YouTubeなので画像や音の情報量が少ないのは仕組み上しかたがない。
しかし上手にまとまっている。
寺崎誠三さんってどんな人なのかな。
このビデオはどんなものを使ったのだろうか。
私も空手の動画をネットにアップしているのでここらへんの苦労は良くわかる。
ちなみに私は空手の動画を取る時はZoomのQ2HDを使っている。
24bit 96kHzのリニアPCMサウンドで撮れる。
CDは16bit 44.1kHz なので一応これはハイレゾに属する。
映像は1920×1080のフルHDだ。でも映像それほどでもない。音は良い。
空手の動画なのになぜ音声を重視するのか。
私の考えるリアリティーは音が大変重要ポジションを占めるからだ。
と言ってもネットにアップするときは極限まで圧縮するのだが、それでもソースが良ければかなりの圧縮に耐えられる。
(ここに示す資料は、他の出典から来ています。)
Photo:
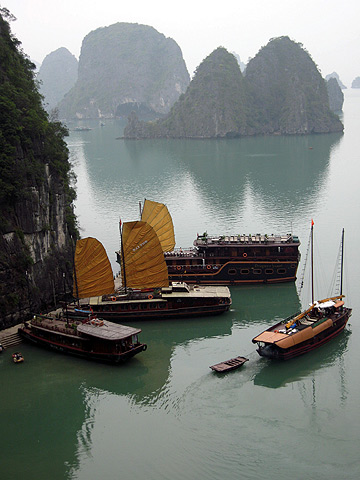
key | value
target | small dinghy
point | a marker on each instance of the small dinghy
(228, 365)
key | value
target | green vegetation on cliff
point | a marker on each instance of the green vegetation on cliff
(288, 92)
(57, 75)
(214, 105)
(36, 211)
(125, 64)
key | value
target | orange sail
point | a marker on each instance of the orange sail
(92, 270)
(145, 265)
(158, 216)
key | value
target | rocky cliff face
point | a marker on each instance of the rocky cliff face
(36, 209)
(126, 65)
(57, 75)
(336, 96)
(281, 93)
(337, 78)
(356, 83)
(288, 91)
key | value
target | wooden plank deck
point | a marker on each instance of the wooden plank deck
(228, 365)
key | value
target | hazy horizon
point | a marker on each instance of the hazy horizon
(200, 27)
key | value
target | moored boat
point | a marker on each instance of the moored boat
(92, 338)
(236, 259)
(307, 330)
(17, 357)
(146, 292)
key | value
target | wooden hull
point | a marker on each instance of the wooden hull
(235, 273)
(114, 313)
(98, 356)
(273, 351)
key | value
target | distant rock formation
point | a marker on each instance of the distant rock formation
(288, 91)
(214, 105)
(356, 83)
(337, 78)
(281, 93)
(57, 75)
(336, 96)
(37, 217)
(126, 66)
(241, 64)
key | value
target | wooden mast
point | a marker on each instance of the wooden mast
(122, 258)
(342, 261)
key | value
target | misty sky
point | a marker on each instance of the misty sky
(328, 29)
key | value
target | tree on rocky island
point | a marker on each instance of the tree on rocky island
(282, 93)
(36, 195)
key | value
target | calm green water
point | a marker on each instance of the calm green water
(165, 414)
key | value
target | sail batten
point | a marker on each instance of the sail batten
(92, 270)
(145, 265)
(157, 215)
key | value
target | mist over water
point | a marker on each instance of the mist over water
(165, 414)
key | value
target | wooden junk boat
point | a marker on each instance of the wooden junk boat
(146, 292)
(92, 338)
(308, 330)
(236, 260)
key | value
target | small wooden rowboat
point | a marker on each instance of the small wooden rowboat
(228, 365)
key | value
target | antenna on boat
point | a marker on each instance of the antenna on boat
(342, 260)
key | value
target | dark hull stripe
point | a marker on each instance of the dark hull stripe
(78, 352)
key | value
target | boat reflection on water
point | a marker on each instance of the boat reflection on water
(145, 377)
(277, 374)
(257, 304)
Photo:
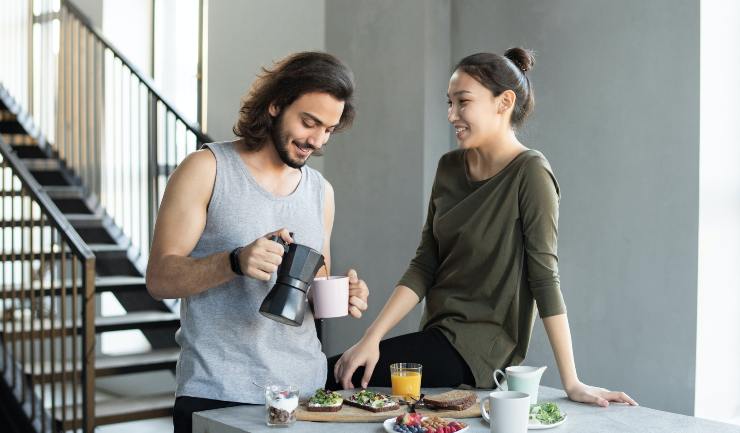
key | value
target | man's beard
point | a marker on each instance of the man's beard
(281, 143)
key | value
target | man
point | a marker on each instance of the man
(211, 245)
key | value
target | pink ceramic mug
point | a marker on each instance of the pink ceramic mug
(330, 297)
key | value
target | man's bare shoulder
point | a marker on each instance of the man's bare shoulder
(194, 177)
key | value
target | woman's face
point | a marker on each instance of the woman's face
(477, 115)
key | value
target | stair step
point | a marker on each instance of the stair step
(161, 359)
(121, 410)
(42, 164)
(64, 191)
(84, 220)
(26, 148)
(108, 249)
(137, 320)
(20, 142)
(115, 284)
(134, 320)
(11, 126)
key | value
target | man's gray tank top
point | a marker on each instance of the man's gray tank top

そして私は会員に撮影させるがズームは基本禁止している。
空手の動きを見るとき関心は人によりレベルにより違う。
的を得たズームならそれなりに許せるが殆どの素人カメラマンの撮影は的をはずしている。
必要な情報は千差万別であり、見たい場所は人によって異なる。
舞台上のトスカは歌っているシーンだけ見たいわけではない。
全体をありのままに伝えて欲しいのだ。
見るポイントは観客が決める。
撮影は「ありのまま」が理想だ。
であれば4k ハイレゾの固定カメラで全シーンを捉えれば良いのか。
究極のリアリティーへの欲求となればハイレゾでしょう、となる。
こうしたマニアのハイレゾ談義には私は距離を置く。
私は正直少ない情報量の世界でも芸術や武道の技術は十分に伝わると考えるし、現状のネットインフラにおいてはもっと別の分野での研究課題が多いと思っている。
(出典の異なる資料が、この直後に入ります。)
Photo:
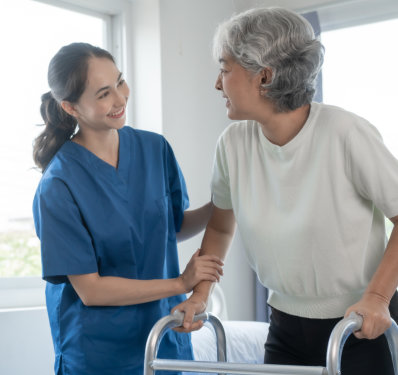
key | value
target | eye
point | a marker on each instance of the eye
(105, 94)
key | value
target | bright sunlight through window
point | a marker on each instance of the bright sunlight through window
(32, 32)
(360, 75)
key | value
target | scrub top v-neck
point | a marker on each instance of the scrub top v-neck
(93, 217)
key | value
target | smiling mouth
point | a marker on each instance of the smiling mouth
(117, 114)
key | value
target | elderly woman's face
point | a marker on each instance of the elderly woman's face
(240, 87)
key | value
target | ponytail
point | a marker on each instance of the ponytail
(59, 128)
(67, 76)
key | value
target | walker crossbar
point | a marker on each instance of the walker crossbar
(336, 342)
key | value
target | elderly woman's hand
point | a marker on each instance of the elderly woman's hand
(376, 317)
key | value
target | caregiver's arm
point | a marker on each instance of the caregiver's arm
(216, 241)
(96, 290)
(374, 303)
(194, 222)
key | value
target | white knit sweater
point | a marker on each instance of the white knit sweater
(310, 213)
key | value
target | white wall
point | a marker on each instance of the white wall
(28, 349)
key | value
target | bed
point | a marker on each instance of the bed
(245, 339)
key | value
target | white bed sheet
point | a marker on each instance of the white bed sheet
(245, 342)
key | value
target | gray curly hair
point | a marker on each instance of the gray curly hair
(278, 39)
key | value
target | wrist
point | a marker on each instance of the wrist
(381, 297)
(179, 285)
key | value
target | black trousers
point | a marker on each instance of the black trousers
(301, 341)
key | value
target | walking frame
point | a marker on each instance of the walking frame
(337, 340)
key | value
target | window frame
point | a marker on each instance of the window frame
(343, 13)
(26, 292)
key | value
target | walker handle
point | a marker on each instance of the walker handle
(340, 334)
(175, 320)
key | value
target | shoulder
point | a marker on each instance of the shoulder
(144, 136)
(341, 121)
(239, 131)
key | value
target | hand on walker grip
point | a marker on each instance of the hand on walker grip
(192, 306)
(375, 315)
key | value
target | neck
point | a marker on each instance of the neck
(104, 144)
(281, 127)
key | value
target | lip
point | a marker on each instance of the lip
(118, 114)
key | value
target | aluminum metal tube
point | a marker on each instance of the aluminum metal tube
(175, 320)
(340, 334)
(236, 368)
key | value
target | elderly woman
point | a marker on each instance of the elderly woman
(309, 186)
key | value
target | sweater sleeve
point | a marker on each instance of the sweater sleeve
(220, 184)
(372, 168)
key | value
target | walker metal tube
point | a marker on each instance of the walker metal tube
(152, 363)
(235, 368)
(175, 320)
(340, 334)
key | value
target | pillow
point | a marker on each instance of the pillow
(245, 342)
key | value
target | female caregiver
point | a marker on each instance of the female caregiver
(309, 186)
(107, 210)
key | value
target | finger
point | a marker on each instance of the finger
(212, 258)
(211, 266)
(194, 327)
(188, 318)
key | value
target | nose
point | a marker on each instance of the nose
(121, 96)
(218, 85)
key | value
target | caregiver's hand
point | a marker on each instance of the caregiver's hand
(375, 314)
(194, 305)
(201, 268)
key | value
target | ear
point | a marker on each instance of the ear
(69, 108)
(266, 76)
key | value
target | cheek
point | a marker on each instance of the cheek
(126, 91)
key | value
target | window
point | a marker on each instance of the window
(360, 75)
(35, 31)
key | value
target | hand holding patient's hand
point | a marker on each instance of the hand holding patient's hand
(201, 268)
(194, 305)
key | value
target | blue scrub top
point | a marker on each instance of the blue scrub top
(92, 217)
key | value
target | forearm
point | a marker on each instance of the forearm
(216, 241)
(194, 222)
(95, 290)
(385, 280)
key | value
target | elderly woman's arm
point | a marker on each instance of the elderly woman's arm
(217, 238)
(194, 221)
(374, 303)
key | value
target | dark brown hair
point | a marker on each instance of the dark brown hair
(67, 76)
このYouTubeのトスカを拝見してますますその意を強くした。
それは荒牧さんをはじめ出演されている方々やスタッフのレベルの高い技術に裏打ちされた豊かな音楽性によるところも大きい。
撮影は一見なんの変哲もないようだが、地味に良くできている。
まず無駄なパンニング、ティルト、ズーミングが殆どない。
比較的離れた位置からの撮影であるので素人ならすぐズームアップしたくなる。
しかしこのカメラマンはひたすら全景を捉える。最初は固定のままだ。
途中からカメラはターゲットを追うようになるが画角の変化は最小限に留まる。
この広い画角は私の好みなのだ。
再度言うがオペラに限らず舞台の上で行われる演技のどこを注目するかは一人一人の観客の自由であるべきと思うからだ。
生で鑑賞するばあい、自分の席は固定されておりズームなどはない。
それは各自が脳内で注目する点をとらえ最も関心のある絵や音をピックアップしているのである。
私は伴奏のピアノは常に気になる。
残念ながらピアニストの絵は少ない。でも要所では必ず入っている。
この手の動画の中では最高のできだと思う。
いやー久しぶりに見入って(聴き入って)しまった。
荒牧小百合さんの歌は生で聴いていてその素晴らしさは私は良く知っている。
生を聴いているので情報が間引きされた録音でも脳内再生できるということは当然ある。
音楽でも空手でも、その他全ての武道、芸術もまず自ら体験生する事、そして良いものをたくさん見る事が大事だ。
生の再現を目指すハイレゾも決して否定はしない。むしろソースとしての原版は可能な限り多くの情報を記録するべきだ。
一方インターネットという現状プアなインフラでリアリティーを使える技術は発信する側の技術的、文化的な深い理解によってまだまだ洗練されなければならない。
そういった意味でも彼女の「トスカ」とこのYouTubeは本当に素晴らしい。
彼女とは音楽家の集まる新年会で何度かお会いしている。
現空研の会員ではNito三段やKawabe二段、Ito二段、Ozaki初段も連れていったことがある。
最近では全盲のピアニスト岩井のぞみさんのリサイタルと打ち上げパーティーでもご一緒した。